After a courtship that lasted years, an LPL Financial hybrid firm has lured away a former Merrill Lynch advisor and retirement plan specialist with $130 million assets under management.

In making the move, advisor John Carroll affiliated with the RIA platform of LPL hybrid firm Independent Financial Partners and has partnered with LPL's retirement division, Pensionmark Retirement Group.

Carroll was part of the executive startup team that launched Wellspring Resources, which became one of the largest retirement plan outsourcing companies in the nation, in a joint venture with State Street Bank of Boston in 1996, according to an LPL statement.

"What IFP and Pensionmark  kind of added for me wasn't only technological and operational support, but also a very high service level," says Carroll, who has launched a new firm, Wellspring Advisor Group in Alexandria, La.


"What LPL brought to the table was a true focus on retirement plans," Carroll adds. "A lot of people talk about having that focus but when you really dig under the hood LPL was really the choice."

Pensionmark provides a wide range of retirement-plan administrative and fiduciary support services.

Carroll also says that LPL's reporting tools made fees transparent for his clients, who will be able to receive a single statement for their B-D and RIA assets.

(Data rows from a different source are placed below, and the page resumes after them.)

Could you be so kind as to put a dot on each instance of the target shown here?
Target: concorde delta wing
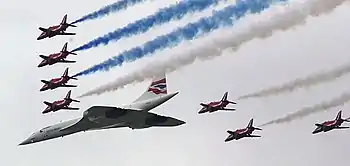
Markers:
(104, 117)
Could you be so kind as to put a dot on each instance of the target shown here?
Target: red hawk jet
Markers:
(330, 125)
(240, 133)
(56, 57)
(56, 29)
(58, 82)
(217, 105)
(60, 104)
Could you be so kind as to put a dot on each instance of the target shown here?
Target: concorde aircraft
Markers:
(134, 116)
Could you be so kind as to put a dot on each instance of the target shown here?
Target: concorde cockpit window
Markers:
(44, 129)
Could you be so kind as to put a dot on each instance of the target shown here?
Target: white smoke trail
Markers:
(313, 79)
(263, 25)
(324, 106)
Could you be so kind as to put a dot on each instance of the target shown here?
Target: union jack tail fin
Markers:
(157, 88)
(338, 115)
(64, 49)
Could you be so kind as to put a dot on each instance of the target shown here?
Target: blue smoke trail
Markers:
(222, 18)
(174, 12)
(115, 7)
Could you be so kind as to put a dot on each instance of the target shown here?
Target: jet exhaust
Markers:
(222, 18)
(254, 26)
(106, 10)
(323, 106)
(313, 79)
(164, 15)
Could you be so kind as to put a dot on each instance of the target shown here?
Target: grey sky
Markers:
(322, 43)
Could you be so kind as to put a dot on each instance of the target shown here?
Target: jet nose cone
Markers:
(25, 142)
(172, 95)
(177, 122)
(181, 122)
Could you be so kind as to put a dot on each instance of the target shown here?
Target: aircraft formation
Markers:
(52, 59)
(135, 115)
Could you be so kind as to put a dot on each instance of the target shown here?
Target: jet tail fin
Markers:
(43, 57)
(250, 124)
(43, 29)
(339, 115)
(64, 49)
(157, 88)
(47, 103)
(230, 132)
(64, 21)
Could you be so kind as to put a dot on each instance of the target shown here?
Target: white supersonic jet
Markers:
(135, 116)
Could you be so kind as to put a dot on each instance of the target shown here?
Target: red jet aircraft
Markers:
(240, 133)
(56, 57)
(58, 82)
(216, 105)
(60, 104)
(330, 125)
(56, 29)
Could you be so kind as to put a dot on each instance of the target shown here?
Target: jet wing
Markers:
(45, 82)
(44, 57)
(68, 85)
(253, 136)
(47, 103)
(342, 127)
(67, 61)
(204, 105)
(44, 29)
(228, 109)
(70, 108)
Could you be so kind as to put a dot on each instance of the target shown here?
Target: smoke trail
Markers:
(313, 79)
(174, 12)
(106, 10)
(254, 26)
(324, 106)
(205, 25)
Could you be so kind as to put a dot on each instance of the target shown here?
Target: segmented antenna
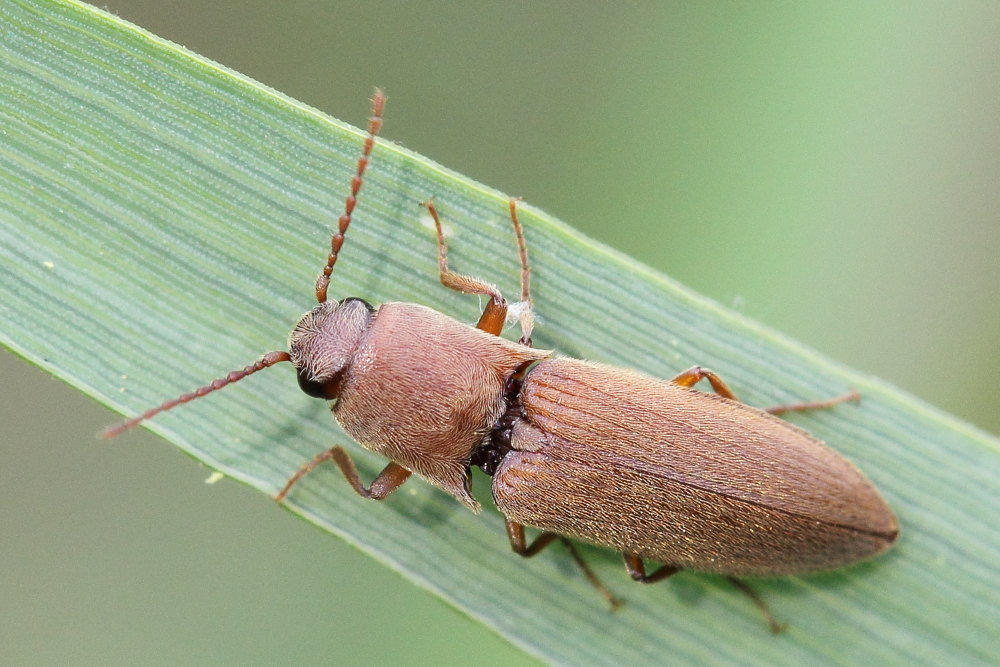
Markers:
(374, 125)
(269, 359)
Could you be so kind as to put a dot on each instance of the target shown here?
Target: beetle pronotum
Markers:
(656, 470)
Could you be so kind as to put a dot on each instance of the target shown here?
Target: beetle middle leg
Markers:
(637, 570)
(515, 532)
(387, 481)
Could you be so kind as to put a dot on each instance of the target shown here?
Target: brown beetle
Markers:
(653, 469)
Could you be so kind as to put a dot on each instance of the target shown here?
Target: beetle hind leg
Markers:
(852, 395)
(520, 546)
(758, 602)
(695, 374)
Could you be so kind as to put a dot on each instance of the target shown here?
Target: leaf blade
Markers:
(191, 207)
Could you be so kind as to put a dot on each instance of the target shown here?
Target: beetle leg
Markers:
(515, 532)
(759, 603)
(695, 374)
(814, 405)
(387, 481)
(527, 317)
(495, 314)
(637, 570)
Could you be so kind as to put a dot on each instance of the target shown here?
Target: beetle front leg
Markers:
(515, 533)
(387, 481)
(495, 314)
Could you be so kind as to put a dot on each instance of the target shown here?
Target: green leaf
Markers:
(163, 220)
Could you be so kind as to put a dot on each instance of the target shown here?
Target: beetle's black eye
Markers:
(311, 387)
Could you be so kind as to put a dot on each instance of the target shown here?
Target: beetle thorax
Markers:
(323, 342)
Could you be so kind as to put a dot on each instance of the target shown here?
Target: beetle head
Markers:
(323, 342)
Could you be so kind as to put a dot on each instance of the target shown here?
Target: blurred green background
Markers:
(831, 171)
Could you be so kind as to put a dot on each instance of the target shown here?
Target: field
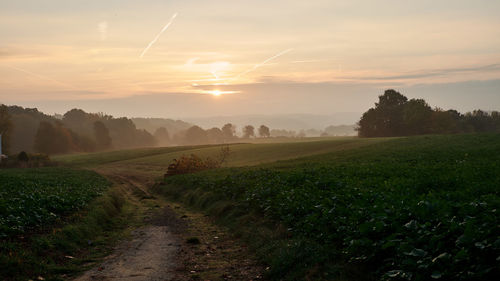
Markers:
(242, 154)
(415, 208)
(31, 198)
(48, 215)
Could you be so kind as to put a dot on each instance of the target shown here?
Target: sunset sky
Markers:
(193, 58)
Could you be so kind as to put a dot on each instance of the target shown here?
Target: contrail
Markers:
(42, 77)
(158, 36)
(262, 63)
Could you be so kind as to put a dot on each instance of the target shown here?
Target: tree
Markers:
(196, 135)
(417, 117)
(215, 135)
(386, 118)
(101, 134)
(248, 131)
(162, 136)
(5, 128)
(228, 131)
(264, 131)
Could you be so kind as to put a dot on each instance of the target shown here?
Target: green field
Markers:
(417, 208)
(31, 198)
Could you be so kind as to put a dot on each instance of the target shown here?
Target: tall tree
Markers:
(248, 131)
(162, 136)
(5, 128)
(215, 135)
(264, 131)
(101, 134)
(228, 130)
(196, 135)
(386, 118)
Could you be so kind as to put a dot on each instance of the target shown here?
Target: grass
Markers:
(30, 198)
(241, 154)
(100, 158)
(416, 208)
(54, 221)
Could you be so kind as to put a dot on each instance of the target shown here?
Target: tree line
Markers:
(27, 129)
(395, 115)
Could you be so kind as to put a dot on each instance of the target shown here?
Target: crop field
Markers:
(243, 154)
(31, 198)
(418, 208)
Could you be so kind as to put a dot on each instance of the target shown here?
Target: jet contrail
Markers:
(262, 63)
(158, 36)
(42, 77)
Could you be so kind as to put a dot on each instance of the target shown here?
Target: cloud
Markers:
(432, 73)
(102, 28)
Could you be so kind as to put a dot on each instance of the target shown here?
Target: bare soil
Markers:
(174, 243)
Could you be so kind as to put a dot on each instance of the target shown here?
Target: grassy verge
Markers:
(417, 208)
(81, 231)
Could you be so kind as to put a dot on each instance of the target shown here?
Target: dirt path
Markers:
(174, 244)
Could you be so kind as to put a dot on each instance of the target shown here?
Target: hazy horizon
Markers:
(192, 59)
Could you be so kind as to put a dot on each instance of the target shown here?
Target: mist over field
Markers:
(249, 140)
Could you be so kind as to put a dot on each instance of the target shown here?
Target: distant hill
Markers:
(294, 122)
(151, 124)
(341, 130)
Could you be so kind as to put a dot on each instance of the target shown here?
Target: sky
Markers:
(194, 58)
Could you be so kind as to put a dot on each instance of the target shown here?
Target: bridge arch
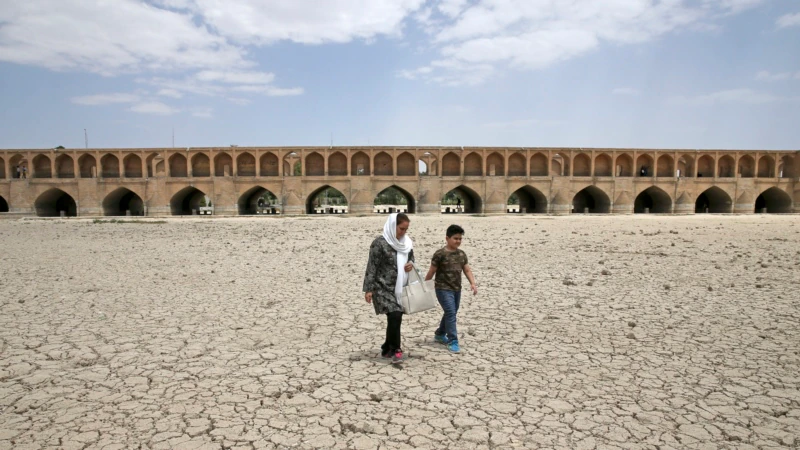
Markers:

Wellspring's business is roughly 50% wealth management and 50% focused on retirement, he adds. His client base is made up largely of business owners, ranging from physicans and lawyers to engineers, mostly from Louisiana and Mississippi.


Tampa, Fla.-based IFP has been targeting advisors like Carroll for some time, says Louis Hanna, the firm's director of advisor recruiting.

It took years of back-and-forth talks before Carroll decided to make the leap, he says -- a fact confirmed by Steve Pirigyi, LPL's executive vice president of business development -- but the most intense negotiations unfolded over the past nine months.

"One of the areas that we continue to focus on is serving as a soft landing spot for breakaway advisors and breakaway teams," Hanna says. "We are really striving to offer concierge high-touch service to our advisor space."

An advisor joining the firm "could be a breakaway from a wirehouse or a regional; it could be someone coming from a bank; it could be someone focused on ERISA retirement plans," Hanna adds.

IFP supports about 500 advisors nationwide, about 25% of whom came from wirehouses, Hanna says. The firm has $5 billion in AUM, he says.

"IFP is what we consider a large enterrpise with a national footprint," Pirigyi says.